Monday, September 22, 2014

Battle on the homefront

These last several days I have found myself on an inner battlefield. At first, I thought I was fighting physical frailty. Then I thought I was fighting other people and their stupid, selfish attitudes.  But in the end, I have finally realized exactly what battleground I am standing on: the sin of  vanity and conceit.  In other words, I am fighting my own misplaced sense of self-aggrandizement and pride.

When it comes right down to it, I would prefer to be my own best friend and judge, the queen of my own cosmos.  And my heart is deceitful enough to pull it off, at least in my own mind, for limited periods of time. But sooner or later the Holy Spirit reminds me that He is God and I am not, and I find myself back on this weary field of operations. For that call back to reality, I am very grateful.

So to re-arm myself against this old foe, I am reminding myself of some important things, thanks to John Piper.  Here are his points for fighting the sin of pride, in a condensed form, and in my own rendering.  Read the whole, articulate, better original here.  I am using these points  as my marching orders while I am in this combat zone.

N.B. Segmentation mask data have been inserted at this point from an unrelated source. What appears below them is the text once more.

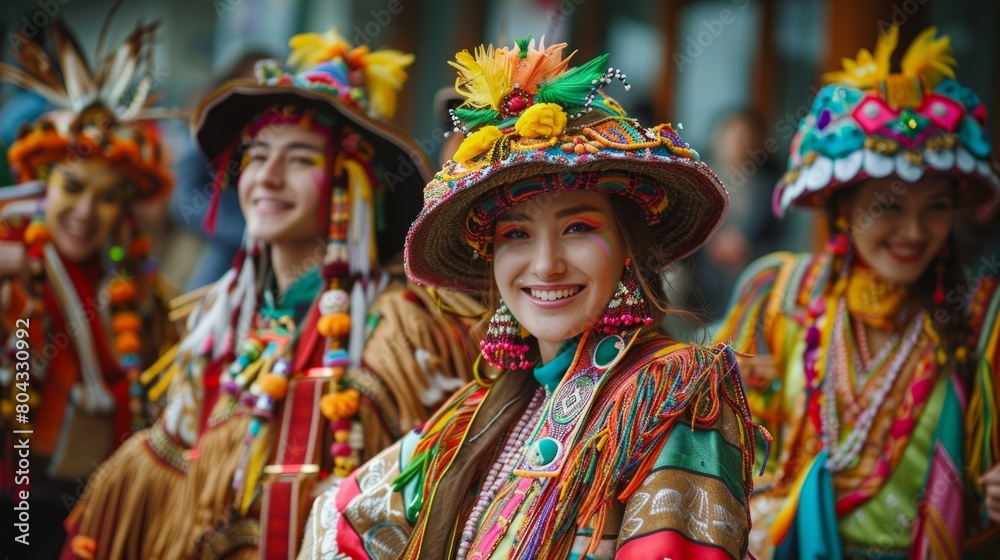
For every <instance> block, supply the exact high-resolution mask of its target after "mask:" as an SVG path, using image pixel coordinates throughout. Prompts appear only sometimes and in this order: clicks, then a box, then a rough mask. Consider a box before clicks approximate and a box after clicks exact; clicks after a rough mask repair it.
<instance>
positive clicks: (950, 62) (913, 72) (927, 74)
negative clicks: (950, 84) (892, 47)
mask: <svg viewBox="0 0 1000 560" xmlns="http://www.w3.org/2000/svg"><path fill="white" fill-rule="evenodd" d="M935 35H937V28H935V27H928V28H927V29H925V30H923V31H922V32H920V35H917V38H916V39H914V40H913V42H912V43H910V46H909V48H907V49H906V54H904V55H903V60H902V61H901V62H900V68H901V69H902V70H903V74H905V75H907V76H910V77H911V78H916V77H923V78H924V82H925V83H926V84H927V87H929V88H933V87H934V86H936V85H938V84H939V83H941V82H942V81H943V80H944V78H945V77H948V78H952V79H954V78H955V70H954V69H953V68H952V67H953V66H956V65H957V64H958V61H956V60H955V58H954V57H953V56H951V37H949V36H947V35H942V36H940V37H935Z"/></svg>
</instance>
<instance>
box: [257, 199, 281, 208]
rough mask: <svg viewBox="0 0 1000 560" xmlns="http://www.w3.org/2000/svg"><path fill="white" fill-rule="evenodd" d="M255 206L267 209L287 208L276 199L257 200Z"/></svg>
mask: <svg viewBox="0 0 1000 560" xmlns="http://www.w3.org/2000/svg"><path fill="white" fill-rule="evenodd" d="M257 206H258V207H260V208H264V209H267V210H283V209H285V208H288V205H287V204H285V203H283V202H278V201H277V200H258V201H257Z"/></svg>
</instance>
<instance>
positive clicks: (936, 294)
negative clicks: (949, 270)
mask: <svg viewBox="0 0 1000 560" xmlns="http://www.w3.org/2000/svg"><path fill="white" fill-rule="evenodd" d="M950 256H951V248H950V247H948V243H947V242H946V243H945V244H944V245H942V246H941V250H940V251H938V256H937V259H935V260H936V261H937V263H936V267H937V269H936V270H935V274H936V276H937V278H936V281H935V283H934V303H936V304H938V305H944V267H945V261H946V260H947V259H948V257H950Z"/></svg>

  1. Call to mind that only God is self-existent.  He is absolute; I am contingent.
  2. Remember that by nature I am a depraved sinner, who has treated God with contempt and made a grab for my own glory. Every "good deed" I have done is flawed. 
  3. Ponder the fact that these very sins hung Christ on the cross.  My snarky attitudes and actions  were remedied by the horrid death of the Son of God to give me forgiveness. Praise be to God!
  4. Meditate on the truth of scripture. (Piper recommends 1 Peter 5:5-6, James 4:6-10, etc.)
  5. Pray that the Spirit would open my eyes to see thee truths as Christ does.
  6. Ask God that I not just understand these things, but feel them with the weight they deserve. A broken and contrite heart He will not cast away.
  7. Pick up my mind off of desire for praise and fame, and turn it instead to the beauty and truth and worth of Jesus.
  8. Try to receive all criticism knowing that there is almost certainly some truth in it.
  9. Cultivate a joy in Christ that turns my eyes toward him, and ask him to help me to forget myself in love for him and his people.
  10. Turn to the old writers, and learn from their wisdom.  Piper quotes Edwards, and I am going to give another Edwards quote below because it seems so very appropriate.
May we all find our peace and joy in Jesus, Gentle Reader, confident that he is a better and more generous God than we would ever be.  May God grant us hearts that would be very busy tending to concerns on the home front of our own hearts..


“Spiritual pride tends to speak of other persons’ sins with bitterness or with laughter and levity and an air of contempt. But pure Christian humility rather tends either to be silent about these problems or to speak of them with grief and pity. Spiritual pride is very apt to suspect others, but a humble Christian is most guarded about himself. He is as suspicious of nothing in the world as he is of his own heart. The proud person is apt to find fault with other believers, that they are low in grace, and to be much in observing how cold and dead they are and to be quick to note their deficiencies. But the humble Christian has so much to do at home and sees so much evil in his own heart and is so concerned about it that he is not apt to be very busy with other hearts. He is apt to esteem others better than himself.”